Angelica nodded graciously. She pulled a notebook from her bag and let the purse slide to the floor, then, with another dazzling smile, took his hand.

In the front of the room someone giggled. I twisted around to see a heavyset young man in mirrored sunglasses staring at Angelica, his face expressionless, a cigarette dangling from one hand. I had a glimpse of dark eyes and a handsome, broad face with Asian features. Then with deliberate slowness he turned away.
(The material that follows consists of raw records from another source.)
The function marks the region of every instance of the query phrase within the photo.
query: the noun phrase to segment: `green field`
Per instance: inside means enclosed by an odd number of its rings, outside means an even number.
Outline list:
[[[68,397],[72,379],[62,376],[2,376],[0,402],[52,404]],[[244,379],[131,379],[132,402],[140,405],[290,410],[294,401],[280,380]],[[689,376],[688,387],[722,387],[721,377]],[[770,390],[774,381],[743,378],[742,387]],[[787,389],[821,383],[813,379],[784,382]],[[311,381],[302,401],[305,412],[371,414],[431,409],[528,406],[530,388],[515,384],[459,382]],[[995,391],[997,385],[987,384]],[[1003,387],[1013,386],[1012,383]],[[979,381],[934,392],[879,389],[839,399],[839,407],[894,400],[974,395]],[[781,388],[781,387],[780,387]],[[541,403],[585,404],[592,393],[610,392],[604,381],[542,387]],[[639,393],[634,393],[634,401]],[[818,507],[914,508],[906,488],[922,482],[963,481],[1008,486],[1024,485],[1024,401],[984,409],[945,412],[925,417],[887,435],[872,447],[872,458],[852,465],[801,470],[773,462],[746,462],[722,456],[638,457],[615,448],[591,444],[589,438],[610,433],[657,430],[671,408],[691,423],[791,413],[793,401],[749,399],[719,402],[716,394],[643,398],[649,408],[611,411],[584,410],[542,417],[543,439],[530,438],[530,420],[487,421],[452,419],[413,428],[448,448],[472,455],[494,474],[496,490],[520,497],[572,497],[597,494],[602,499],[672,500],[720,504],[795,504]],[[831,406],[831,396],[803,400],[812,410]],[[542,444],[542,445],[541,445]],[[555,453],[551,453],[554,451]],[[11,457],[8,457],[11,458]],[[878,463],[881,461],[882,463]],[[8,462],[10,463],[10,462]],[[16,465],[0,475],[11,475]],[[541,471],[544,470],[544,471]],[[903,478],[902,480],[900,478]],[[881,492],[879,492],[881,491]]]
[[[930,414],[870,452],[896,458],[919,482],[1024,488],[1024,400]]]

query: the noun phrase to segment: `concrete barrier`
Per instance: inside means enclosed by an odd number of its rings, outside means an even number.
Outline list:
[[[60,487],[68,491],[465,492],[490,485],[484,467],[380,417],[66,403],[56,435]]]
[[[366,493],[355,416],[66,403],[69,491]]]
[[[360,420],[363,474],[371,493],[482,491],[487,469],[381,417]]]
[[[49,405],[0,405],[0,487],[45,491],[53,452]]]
“Are you related to the Wilde?” Angelica was asking Oliver. Her innocent emerald gaze made me kiss the pre-Columbians good-bye.

“Ah, yes. ‘The old somdomite,’” he said, giving her one of his vulpine smiles. “As a matter of fact Vyvyan—his son, Vyvyan—”

But at that moment Professor Warnick cleared his throat.

“Good morning, gentlemen and ladies. Welcome to the University of the Archangels and Saint John the Divine.”

One of the other students called back, “Good morning!” and another laughed. Professor Warnick gave a small tight smile, more like a stoat baring its teeth, and glanced at the papers in his hand. He was a diminutive man, his longish black hair touched with grey, but with a young, rosy face and blue eyes that blazed almost angrily beneath thick black eyebrows. He looked comfortable at his podium, despite clothes as ill suited to the weather as my own: a stylish and expensively tailored suit of charcoal black worsted, cream-colored shirt, and an expansive paisley tie of purple and poison green. The podium he leaned against had been specially designed for him. Its brass fittings were set into richly gleaming wood—rowan, I was to learn, and ancient oak imported from Aylesbury—the whole thing set upon polished casters that squeaked malevolently when it was wheeled from classroom to classroom. It might have been all of four feet tall, and Professor Warnick himself perhaps a foot taller.